After living four years in the controlled regimen of juvenile jail, Ricky Davis had difficulty functioning as a free adult.

He worked a series of short-term jobs — as a Shoney's restaurant cook, a construction worker, and at a car wash, gas station, truck stop and manufacturing plant, according to the Kansas City newspaper.

Something always went wrong: He didn't like working nights; his boss was abusive; the commute was too much.

Davis, never long on motivation, turned to the quick and dirty money that crime can provide. But he was a failure at that, too.

He was caught a number of times by authorities in several northwest Missouri counties. A file full of cases was combined into a single prosecution, and in February 1984, Davis was convicted of burglary, theft and receiving stolen property.

Not yet 22 years old, he was sentenced to three years in prison.

In trying to stave off hard time, Davis had snitched on a pal. As a result, he was a marked man behind bars and served his time in protective confinement, segregated for his own safety from the prison population.

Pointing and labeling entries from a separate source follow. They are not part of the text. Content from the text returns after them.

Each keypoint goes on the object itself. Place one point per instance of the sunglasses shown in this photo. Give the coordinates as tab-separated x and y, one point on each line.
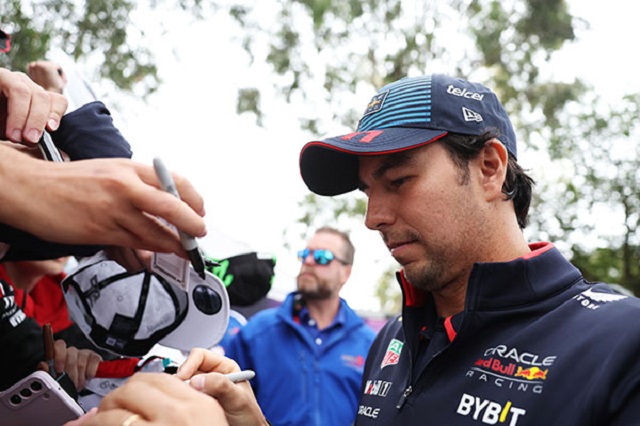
321	257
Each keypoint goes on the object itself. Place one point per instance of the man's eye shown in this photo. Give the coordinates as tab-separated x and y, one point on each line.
398	182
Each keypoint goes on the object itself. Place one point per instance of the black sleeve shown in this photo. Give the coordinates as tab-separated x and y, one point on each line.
20	340
88	132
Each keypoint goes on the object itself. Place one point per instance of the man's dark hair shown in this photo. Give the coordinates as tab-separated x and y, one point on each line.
518	186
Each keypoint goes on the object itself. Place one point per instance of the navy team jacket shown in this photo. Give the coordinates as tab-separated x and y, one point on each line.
535	345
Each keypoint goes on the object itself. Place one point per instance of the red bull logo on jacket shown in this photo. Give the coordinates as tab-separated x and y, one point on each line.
392	356
509	368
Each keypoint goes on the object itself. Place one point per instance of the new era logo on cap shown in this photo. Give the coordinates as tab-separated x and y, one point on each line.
376	103
470	115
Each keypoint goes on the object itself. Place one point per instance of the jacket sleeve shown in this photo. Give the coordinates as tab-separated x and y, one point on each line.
20	340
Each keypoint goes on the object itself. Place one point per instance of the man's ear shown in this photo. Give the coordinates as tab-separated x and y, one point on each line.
493	162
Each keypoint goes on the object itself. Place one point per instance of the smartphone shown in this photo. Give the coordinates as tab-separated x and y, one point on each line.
35	400
49	150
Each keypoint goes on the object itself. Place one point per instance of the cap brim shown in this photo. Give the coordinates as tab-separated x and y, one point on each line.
330	166
201	329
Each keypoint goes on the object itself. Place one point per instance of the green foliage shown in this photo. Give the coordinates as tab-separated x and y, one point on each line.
100	32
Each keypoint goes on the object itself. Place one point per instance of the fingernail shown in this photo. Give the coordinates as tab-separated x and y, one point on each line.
16	136
53	124
33	135
197	382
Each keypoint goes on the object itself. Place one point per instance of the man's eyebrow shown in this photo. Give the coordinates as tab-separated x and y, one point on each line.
390	162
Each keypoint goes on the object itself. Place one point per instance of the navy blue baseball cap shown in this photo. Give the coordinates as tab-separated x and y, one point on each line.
408	113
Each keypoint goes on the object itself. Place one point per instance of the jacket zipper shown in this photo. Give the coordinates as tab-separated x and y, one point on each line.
404	396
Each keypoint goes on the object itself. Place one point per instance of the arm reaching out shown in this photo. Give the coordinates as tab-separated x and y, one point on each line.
102	201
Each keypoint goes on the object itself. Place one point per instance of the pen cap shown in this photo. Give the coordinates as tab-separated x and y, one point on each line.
128	313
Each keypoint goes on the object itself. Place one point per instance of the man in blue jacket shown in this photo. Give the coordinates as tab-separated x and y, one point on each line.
308	354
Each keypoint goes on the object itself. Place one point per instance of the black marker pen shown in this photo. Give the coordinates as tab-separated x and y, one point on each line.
188	242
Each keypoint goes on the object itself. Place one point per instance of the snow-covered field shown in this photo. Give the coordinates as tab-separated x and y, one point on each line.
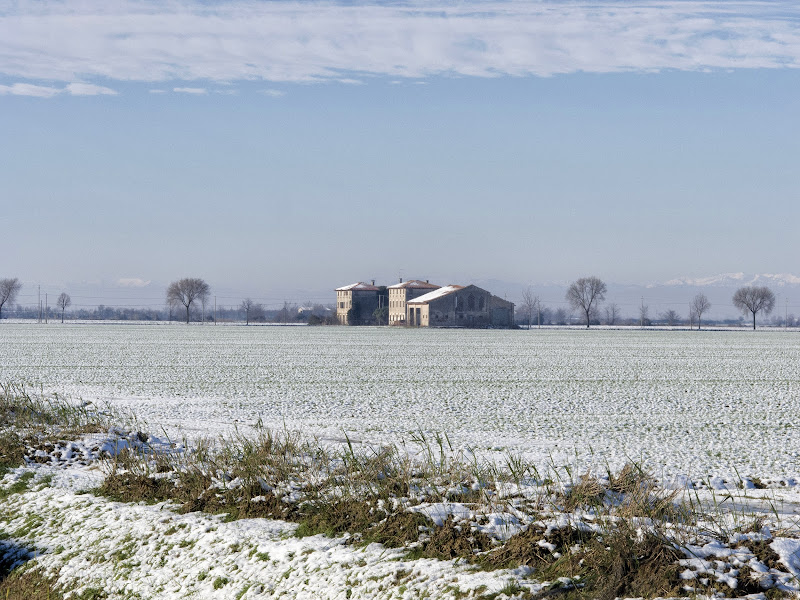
683	402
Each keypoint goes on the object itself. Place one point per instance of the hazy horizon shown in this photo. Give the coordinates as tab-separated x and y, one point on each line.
281	149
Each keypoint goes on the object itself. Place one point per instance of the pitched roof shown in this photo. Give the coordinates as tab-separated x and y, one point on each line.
436	294
414	283
360	286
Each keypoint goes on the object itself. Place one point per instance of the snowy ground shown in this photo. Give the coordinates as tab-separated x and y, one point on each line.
699	404
152	552
140	551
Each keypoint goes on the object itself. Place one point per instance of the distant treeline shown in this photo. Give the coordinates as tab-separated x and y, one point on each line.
290	313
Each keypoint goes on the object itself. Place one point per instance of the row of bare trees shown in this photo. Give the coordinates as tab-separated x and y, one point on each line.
586	294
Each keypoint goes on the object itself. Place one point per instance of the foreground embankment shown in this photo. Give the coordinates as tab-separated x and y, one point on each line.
92	507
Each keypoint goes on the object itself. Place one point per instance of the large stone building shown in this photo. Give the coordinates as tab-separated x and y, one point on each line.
460	306
401	293
356	302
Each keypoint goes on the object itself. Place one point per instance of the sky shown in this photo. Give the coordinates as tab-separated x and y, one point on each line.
281	149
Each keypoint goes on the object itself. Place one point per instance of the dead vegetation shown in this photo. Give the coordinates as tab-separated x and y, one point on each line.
593	536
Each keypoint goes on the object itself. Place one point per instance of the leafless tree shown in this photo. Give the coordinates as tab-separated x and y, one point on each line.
612	314
63	302
644	318
671	317
585	293
699	305
9	288
252	310
186	291
287	313
530	304
754	299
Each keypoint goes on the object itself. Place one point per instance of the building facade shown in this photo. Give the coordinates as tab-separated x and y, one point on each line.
460	306
401	293
356	302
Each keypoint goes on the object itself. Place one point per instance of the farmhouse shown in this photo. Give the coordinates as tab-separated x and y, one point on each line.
423	304
356	301
460	306
401	293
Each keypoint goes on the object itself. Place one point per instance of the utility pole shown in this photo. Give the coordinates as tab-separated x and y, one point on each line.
641	315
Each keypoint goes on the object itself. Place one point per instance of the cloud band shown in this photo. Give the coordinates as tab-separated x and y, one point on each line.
281	41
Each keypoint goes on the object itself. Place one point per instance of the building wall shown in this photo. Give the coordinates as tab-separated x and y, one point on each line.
468	307
398	299
397	306
344	302
364	302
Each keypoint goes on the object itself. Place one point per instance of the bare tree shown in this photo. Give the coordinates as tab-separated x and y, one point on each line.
287	313
186	291
63	302
530	304
9	288
252	310
754	299
671	317
644	315
612	314
699	305
585	293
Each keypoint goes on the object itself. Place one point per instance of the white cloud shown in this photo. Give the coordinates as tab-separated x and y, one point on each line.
41	91
190	40
87	89
132	282
195	91
27	89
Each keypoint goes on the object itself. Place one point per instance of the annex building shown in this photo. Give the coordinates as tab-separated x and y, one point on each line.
418	303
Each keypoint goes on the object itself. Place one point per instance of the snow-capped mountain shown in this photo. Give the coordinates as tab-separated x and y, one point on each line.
735	279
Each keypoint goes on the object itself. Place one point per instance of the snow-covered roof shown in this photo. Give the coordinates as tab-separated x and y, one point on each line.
360	286
414	283
436	294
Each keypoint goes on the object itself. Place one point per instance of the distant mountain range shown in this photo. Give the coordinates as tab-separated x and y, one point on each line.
735	279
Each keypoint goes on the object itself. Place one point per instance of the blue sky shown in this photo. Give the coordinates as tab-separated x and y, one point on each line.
300	146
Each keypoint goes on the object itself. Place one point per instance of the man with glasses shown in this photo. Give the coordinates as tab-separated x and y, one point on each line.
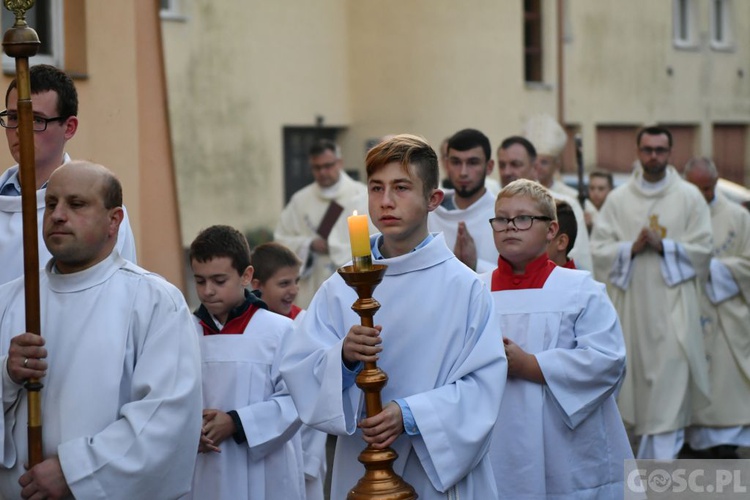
517	159
652	245
313	224
54	100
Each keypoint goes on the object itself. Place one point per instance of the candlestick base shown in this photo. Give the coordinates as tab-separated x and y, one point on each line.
380	481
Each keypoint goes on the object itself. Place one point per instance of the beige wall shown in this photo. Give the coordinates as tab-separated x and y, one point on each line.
123	123
240	71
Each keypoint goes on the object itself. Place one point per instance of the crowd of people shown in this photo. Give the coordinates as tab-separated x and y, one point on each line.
529	341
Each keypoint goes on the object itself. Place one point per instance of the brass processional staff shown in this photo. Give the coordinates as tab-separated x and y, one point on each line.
21	42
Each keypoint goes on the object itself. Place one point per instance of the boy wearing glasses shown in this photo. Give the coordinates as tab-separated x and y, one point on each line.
559	433
55	103
439	337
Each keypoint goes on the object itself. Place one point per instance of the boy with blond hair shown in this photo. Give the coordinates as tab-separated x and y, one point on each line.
249	445
559	433
445	365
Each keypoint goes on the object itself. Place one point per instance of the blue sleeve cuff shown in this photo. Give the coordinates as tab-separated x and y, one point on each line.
410	426
349	377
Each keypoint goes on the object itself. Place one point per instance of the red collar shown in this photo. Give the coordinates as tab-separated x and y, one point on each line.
536	274
234	326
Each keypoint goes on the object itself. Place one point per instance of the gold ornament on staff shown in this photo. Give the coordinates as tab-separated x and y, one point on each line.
380	481
21	42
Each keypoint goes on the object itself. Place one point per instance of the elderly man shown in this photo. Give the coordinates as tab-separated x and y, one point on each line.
121	404
725	424
652	244
313	224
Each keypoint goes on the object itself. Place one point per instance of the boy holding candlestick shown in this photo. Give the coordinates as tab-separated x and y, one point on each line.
436	338
249	445
559	433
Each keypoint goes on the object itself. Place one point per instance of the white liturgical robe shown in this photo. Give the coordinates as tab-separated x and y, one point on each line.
657	297
121	403
240	372
11	233
442	352
727	318
299	222
476	217
564	438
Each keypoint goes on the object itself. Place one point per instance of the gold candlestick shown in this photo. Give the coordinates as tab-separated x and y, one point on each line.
379	481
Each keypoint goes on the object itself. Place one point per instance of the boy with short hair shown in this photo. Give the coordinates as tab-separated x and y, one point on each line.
249	444
559	433
276	281
276	277
561	245
445	364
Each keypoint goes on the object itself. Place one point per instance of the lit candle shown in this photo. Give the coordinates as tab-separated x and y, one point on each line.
359	237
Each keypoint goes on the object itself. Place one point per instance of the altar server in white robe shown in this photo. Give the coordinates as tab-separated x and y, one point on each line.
440	346
559	433
250	447
121	403
725	424
53	95
462	216
652	246
321	207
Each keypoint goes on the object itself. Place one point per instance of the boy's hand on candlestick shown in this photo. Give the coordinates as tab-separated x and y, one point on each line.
382	430
361	343
217	426
521	364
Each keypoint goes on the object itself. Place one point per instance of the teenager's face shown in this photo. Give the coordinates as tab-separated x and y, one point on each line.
398	206
280	290
467	170
521	247
598	190
220	287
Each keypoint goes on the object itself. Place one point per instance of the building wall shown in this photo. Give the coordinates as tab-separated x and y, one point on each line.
240	71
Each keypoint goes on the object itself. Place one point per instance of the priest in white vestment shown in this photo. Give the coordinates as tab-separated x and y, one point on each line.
725	424
462	216
121	403
321	206
651	245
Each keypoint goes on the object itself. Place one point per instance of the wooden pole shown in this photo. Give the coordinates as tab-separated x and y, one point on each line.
21	42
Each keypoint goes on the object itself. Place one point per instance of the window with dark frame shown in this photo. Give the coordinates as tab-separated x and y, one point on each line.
532	40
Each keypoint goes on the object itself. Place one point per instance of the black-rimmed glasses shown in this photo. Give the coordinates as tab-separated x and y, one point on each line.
520	222
10	120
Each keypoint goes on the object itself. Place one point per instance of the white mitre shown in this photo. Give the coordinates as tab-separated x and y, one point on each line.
547	136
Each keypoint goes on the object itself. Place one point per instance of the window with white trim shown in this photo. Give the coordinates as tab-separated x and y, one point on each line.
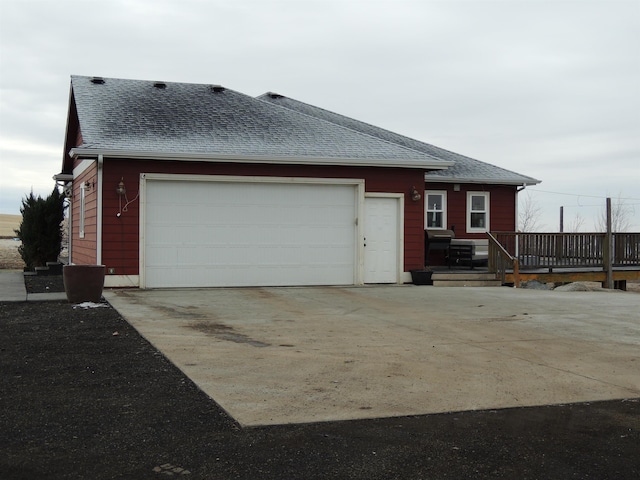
82	211
435	209
478	212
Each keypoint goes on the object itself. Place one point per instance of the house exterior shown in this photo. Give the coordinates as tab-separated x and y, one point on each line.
189	185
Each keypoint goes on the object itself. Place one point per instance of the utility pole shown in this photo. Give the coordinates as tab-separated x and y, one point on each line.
608	251
561	219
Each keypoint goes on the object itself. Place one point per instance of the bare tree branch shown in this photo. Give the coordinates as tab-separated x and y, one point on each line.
621	214
529	214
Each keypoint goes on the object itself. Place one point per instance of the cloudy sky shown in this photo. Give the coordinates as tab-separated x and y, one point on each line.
549	89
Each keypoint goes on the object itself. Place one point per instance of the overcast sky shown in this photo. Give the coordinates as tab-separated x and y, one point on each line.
549	89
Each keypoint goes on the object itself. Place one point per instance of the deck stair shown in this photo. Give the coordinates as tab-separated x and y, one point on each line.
448	278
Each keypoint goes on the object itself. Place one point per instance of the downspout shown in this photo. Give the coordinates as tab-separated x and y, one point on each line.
99	212
518	190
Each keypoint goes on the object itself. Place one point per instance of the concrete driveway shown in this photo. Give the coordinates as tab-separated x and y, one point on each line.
295	355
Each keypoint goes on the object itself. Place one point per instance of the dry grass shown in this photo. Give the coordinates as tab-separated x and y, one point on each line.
9	223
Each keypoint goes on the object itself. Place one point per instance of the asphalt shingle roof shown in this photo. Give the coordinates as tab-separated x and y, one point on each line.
184	118
465	169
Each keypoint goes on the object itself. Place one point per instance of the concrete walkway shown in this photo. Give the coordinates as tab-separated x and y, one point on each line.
297	355
12	289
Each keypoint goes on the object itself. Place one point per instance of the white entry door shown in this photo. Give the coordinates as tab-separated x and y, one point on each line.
382	239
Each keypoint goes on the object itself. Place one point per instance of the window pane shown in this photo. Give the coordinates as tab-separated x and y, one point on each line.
434	220
477	220
434	202
477	203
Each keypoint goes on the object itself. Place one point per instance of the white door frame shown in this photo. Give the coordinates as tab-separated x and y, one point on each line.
399	231
356	182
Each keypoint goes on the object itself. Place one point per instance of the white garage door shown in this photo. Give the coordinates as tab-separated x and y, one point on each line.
203	233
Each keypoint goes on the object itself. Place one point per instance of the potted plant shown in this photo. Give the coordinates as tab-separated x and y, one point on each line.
422	276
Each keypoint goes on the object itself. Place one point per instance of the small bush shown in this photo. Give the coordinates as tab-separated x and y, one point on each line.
40	229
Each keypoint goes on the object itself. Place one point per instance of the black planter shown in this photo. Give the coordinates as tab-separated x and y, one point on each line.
421	277
83	283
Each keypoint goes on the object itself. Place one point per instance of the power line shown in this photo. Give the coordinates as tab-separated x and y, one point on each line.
583	195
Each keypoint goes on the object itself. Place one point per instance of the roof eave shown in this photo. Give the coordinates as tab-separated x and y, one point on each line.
208	157
493	181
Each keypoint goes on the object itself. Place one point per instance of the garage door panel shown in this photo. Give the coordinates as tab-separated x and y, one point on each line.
241	234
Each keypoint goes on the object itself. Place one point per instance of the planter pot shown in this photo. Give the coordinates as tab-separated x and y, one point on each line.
83	283
421	277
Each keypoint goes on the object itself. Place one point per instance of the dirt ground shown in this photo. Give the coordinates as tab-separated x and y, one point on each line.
83	395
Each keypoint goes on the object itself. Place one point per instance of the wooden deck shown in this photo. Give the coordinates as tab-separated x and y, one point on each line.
565	257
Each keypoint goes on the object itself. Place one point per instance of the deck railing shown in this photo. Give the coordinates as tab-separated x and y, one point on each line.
500	261
567	250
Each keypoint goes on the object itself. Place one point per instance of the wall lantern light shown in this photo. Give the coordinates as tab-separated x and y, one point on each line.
415	195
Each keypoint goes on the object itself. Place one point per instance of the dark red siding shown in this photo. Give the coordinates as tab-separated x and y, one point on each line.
84	250
502	210
120	246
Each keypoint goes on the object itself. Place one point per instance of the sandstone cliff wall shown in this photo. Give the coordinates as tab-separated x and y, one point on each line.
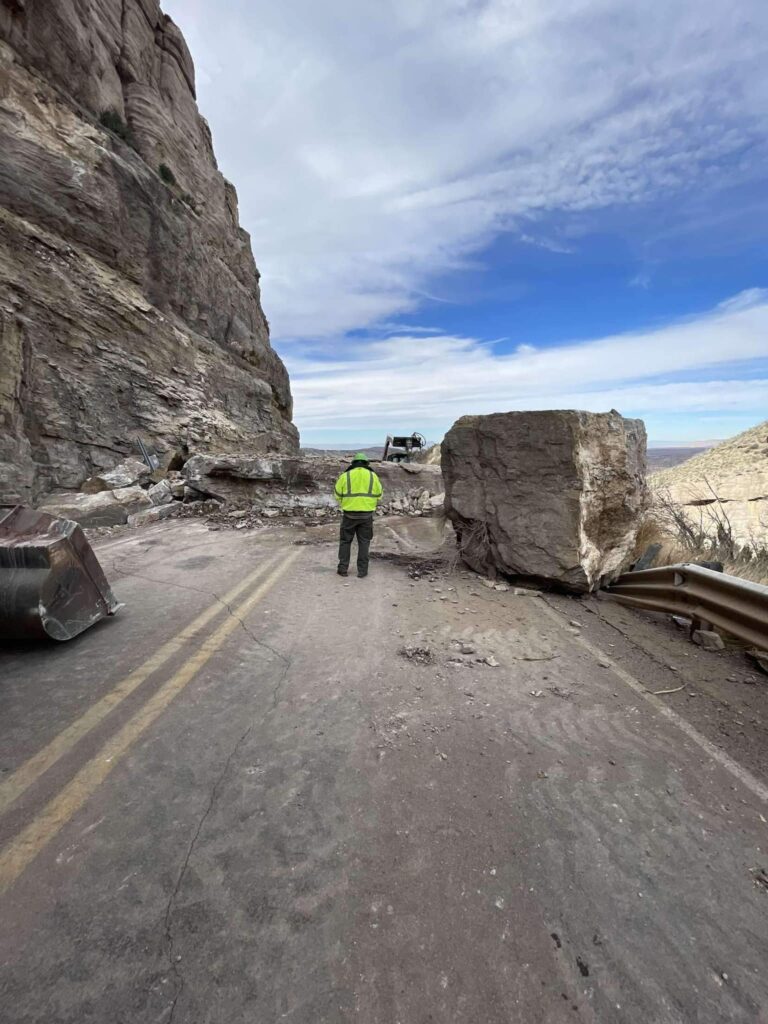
129	303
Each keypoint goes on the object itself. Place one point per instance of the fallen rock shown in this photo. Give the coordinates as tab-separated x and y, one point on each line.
105	508
760	657
302	484
158	513
708	639
422	654
125	474
161	494
555	496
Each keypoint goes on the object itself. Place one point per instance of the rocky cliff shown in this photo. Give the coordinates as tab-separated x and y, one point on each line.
129	297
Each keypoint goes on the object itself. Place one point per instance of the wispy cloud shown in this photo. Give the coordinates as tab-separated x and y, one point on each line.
691	366
377	145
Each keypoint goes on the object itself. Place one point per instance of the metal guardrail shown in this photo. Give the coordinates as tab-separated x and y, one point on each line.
734	605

He was paroled in April 1986, after 26 months. But freedom was fleeting.

It isn't clear whether Davis had had violent episodes earlier in life. Records of the specific offenses that led to juvenile custody are not public.

But in October 1987, Davis was accused of raping and sodomizing a woman at knifepoint at the home of his mother near Lexington, Mo., in Lafayette County 45 minutes east of Kansas City.

Davis first denied the allegation then later claimed he had had consensual sex with the woman. Eventually, though, he pleaded guilty and was sentenced to prison, where he celebrated every consecutive birthday from ages 24 to 40.